We already knew that the Justice Department’s Office of Legal Counsel held a broad view of executive power. But the memos released todaysuggest the OLC lawyers took that theory to a whole new level. In the memo(pdf) concerning the “President’s power as Commander in Chief to transfer captured terrorists to the control and custody of foreign nations,” which I wrote about earlier, former OLC lawyer Jay Bybee cites a legal case from 1862 (couldn’t he find anything more recent?) and wrote that “the President’s discretion in exercising the Commander-in-Chief power is complete, and his military decisions are not subject to challenge in the courts.” Such power includes “the power to ‘dispose of the liberty’ of prisoners captured during military engagements.” He goes on: “Our constitutional history and practice confirms this: the President has since the Founding era exercised exclusive and virtually unfettered control over the disposition of enemy soldiers and agents captured in time of war.”

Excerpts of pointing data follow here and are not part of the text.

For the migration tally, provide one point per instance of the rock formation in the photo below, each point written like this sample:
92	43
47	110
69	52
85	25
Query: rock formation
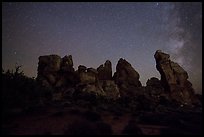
174	79
126	77
59	75
105	71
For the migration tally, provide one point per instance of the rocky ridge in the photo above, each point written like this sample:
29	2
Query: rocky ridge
59	75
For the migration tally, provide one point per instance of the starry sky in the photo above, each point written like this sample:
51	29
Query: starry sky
95	32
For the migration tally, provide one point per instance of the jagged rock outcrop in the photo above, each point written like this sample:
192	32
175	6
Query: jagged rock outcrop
174	79
126	77
67	64
110	88
105	71
89	81
154	82
54	71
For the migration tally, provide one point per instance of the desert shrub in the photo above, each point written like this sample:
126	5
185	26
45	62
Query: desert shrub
132	129
19	90
80	127
85	127
103	128
92	116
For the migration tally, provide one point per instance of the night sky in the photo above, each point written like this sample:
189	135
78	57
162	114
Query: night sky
95	32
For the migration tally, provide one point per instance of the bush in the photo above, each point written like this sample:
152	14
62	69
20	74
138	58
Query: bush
132	129
92	116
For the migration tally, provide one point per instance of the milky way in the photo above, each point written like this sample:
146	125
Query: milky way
95	32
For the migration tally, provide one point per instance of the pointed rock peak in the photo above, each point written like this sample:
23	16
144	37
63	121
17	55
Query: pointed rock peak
174	78
159	55
108	62
105	71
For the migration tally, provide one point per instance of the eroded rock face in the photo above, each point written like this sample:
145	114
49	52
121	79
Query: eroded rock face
55	72
105	71
126	77
67	64
174	78
110	88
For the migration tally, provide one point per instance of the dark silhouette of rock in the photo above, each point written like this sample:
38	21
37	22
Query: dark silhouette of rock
105	71
174	79
154	82
81	68
54	72
111	89
67	64
126	77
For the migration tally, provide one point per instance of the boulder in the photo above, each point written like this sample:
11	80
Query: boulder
126	77
105	71
49	63
67	64
111	89
154	82
81	68
88	77
174	78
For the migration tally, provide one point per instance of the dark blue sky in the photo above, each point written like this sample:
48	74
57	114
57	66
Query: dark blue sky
95	32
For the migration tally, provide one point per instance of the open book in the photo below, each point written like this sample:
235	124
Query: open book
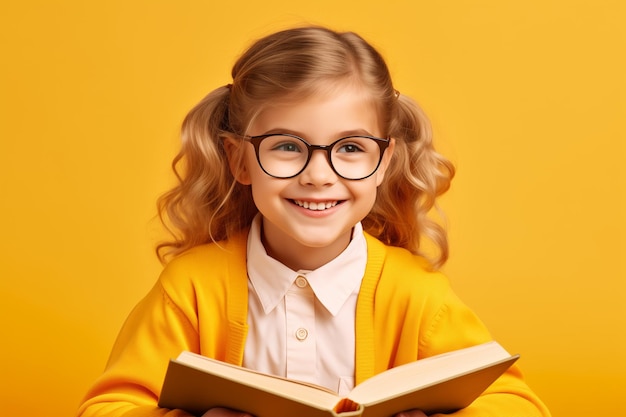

Wow. That’s a lot of control. And no meddling Congress or judiciary is going to get in his way.
In another memo(pdf), “Re: Applicability of 18 U.S.C. 4001(a) to Military Detention of United States Citizens”, former Deputy Assistant Attorney General John Yoo arguesdthat the President’s unfettered power extends even to U.S. citizens deemed enemy combatants, such as Jose Padilla. In fact, even a U.S. law that states that “no citizen shall be imprisoned or otherwise detained by the United States except pursuant to an Act of Congress” does not apply if the President has decided that a U.S. citizen is an “enemy combatant,” Yoo wrote.
“As we explain below, the President’s authority to detain enemy combatants, including U.S. citizens, is based on his constitutional authority as Commander in Chief. We conclude that section 4001(a) [the US law referenced above] does not, and constitutionally could not, interfere with that authority.”

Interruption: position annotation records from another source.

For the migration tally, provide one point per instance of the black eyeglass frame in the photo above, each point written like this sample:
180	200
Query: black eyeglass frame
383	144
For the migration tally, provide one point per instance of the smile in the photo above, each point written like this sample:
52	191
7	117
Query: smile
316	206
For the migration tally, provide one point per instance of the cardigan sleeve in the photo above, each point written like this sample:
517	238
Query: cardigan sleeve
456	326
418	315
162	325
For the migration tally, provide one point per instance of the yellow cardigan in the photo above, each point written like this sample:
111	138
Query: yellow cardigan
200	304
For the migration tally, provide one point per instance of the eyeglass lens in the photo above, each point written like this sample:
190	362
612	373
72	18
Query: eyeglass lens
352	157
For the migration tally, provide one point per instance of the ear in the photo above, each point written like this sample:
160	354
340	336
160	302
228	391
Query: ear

It’s worth noting that many of these opinions are no longer the official opinions of the Office of Legal Counsel. While some of the opinions released today have been explicitly withdrawn (not including the two referenced above), parts of others — particularly concerning the unfettered power of the president in wartime — have been disavowed, and we’ll be looking more carefully into exactly which parts of which memos still stand.
Still, the fact that the Bush administration was operating for several years with this understanding of the law raises serious questions about exactly how and against whom that unfettered executive power was exercised.